Mathematics is more general and applicable than Vim, I'll give you that. I wasn't the one who brought in the Vim analogy, however.

It seems like your complaints are with academic papers, not with mathematical notation specifically. This is a problem that is universal to academic papers. Try reading a critical theory paper, for example, and you'll find it's extremely dense with critical theory jargon the authors don't bother explaining at all.

The problem with academic papers is that they aren't intended for a general audience. The authors of papers are often operating in subfields that are so small that they've actually met most of the other people who will be reading their papers. In that situation, conventions and jargon arise naturally among colleagues. Variable names form a part of these conventions such that, in a more common example, sigma will mean standard deviation among statisticians but mean singular value among linear algebraists.

The other problem with academic papers is that the authors generally don't care about reproducibility, consistency, clarity, pedagogy, or even intelligibility. They're optimizing for quantity of papers published, not quality. As long as their expert peer reviewers understand and give the green light for publication, that's good enough.

To be honest I think my (and most people on this thread) real complaint isn't with notation per-say (as in Euclidean vs Hilbert notation etc, as discussed by Tao).

It's really about the lazy habits of many who work at the intersection of math and computer science, and use maths to express themselves without defining things.

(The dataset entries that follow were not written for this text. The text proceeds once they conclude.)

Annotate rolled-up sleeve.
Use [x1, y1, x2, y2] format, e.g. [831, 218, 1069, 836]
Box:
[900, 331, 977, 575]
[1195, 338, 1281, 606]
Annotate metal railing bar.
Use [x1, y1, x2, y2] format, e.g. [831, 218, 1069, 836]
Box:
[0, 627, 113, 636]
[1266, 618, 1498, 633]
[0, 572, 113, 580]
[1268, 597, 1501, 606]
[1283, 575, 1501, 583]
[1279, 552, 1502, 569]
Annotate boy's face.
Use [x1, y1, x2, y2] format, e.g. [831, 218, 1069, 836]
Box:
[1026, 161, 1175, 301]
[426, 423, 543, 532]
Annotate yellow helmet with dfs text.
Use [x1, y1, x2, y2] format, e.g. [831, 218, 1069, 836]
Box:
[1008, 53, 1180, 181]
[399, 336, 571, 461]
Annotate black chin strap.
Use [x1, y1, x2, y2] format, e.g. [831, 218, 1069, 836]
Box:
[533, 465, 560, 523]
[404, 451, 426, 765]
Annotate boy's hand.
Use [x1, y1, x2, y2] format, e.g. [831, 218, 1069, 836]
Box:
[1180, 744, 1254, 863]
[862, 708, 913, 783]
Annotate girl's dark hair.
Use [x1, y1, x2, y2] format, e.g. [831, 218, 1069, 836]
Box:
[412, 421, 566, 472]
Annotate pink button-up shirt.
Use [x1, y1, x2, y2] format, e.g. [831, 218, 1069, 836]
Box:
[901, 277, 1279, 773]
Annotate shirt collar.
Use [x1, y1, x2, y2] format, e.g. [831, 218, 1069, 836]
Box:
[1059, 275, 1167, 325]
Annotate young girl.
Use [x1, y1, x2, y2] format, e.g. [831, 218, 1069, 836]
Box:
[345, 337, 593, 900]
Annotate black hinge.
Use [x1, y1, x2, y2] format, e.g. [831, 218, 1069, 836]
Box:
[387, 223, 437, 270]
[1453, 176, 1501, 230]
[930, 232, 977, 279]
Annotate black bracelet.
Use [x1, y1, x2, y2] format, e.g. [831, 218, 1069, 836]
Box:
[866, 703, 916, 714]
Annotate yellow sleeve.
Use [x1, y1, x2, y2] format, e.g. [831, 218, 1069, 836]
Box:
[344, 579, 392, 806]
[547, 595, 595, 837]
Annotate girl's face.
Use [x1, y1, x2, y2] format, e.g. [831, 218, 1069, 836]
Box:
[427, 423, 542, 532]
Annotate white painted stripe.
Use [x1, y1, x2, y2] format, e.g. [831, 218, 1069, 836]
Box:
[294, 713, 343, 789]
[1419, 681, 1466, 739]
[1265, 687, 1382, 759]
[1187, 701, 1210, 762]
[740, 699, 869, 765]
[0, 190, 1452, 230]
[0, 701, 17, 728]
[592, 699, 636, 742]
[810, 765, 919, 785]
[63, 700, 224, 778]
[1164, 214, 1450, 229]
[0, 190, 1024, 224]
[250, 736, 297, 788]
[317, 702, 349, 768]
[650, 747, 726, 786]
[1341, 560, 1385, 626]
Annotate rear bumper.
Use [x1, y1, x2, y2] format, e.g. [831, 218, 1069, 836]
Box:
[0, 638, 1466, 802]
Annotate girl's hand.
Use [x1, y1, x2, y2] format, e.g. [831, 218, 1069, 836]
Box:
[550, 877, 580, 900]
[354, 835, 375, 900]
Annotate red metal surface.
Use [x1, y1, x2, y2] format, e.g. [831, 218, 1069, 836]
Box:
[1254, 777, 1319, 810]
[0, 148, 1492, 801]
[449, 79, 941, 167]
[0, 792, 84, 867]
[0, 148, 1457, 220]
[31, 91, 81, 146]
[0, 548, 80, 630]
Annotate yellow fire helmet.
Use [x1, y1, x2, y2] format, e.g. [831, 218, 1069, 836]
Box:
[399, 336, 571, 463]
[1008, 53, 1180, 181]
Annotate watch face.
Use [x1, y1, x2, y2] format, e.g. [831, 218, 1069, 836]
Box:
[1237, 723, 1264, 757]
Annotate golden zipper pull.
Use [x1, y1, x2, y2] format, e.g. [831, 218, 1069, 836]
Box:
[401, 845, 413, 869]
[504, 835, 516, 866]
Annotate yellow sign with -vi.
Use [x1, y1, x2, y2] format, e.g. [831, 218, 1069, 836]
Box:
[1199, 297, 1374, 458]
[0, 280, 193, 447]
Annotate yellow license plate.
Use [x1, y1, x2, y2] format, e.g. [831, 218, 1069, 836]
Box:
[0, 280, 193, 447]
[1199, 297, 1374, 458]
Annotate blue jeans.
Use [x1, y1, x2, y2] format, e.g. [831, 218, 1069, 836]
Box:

> The other problem with academic papers is that the authors generally don't care about reproducibility, consistency, clarity, pedagogy, or even intelligibility. They're optimizing for quantity of papers published, not quality. As long as their expert peer reviewers understand and give the green light for publication, that's good enough.

Having worked around this field, I think this (common) perception of publishing doesn't quite capture what is happening. Peer review isn't anything like code review, and software engineers (separate from computer scientists and mathematicians) think that it is.

(Irrelevant nit: the phrase is "per se", meaning "by virtue of itself" in Latin.)
Yes you are entirely right, and it's outside my edit window to fix.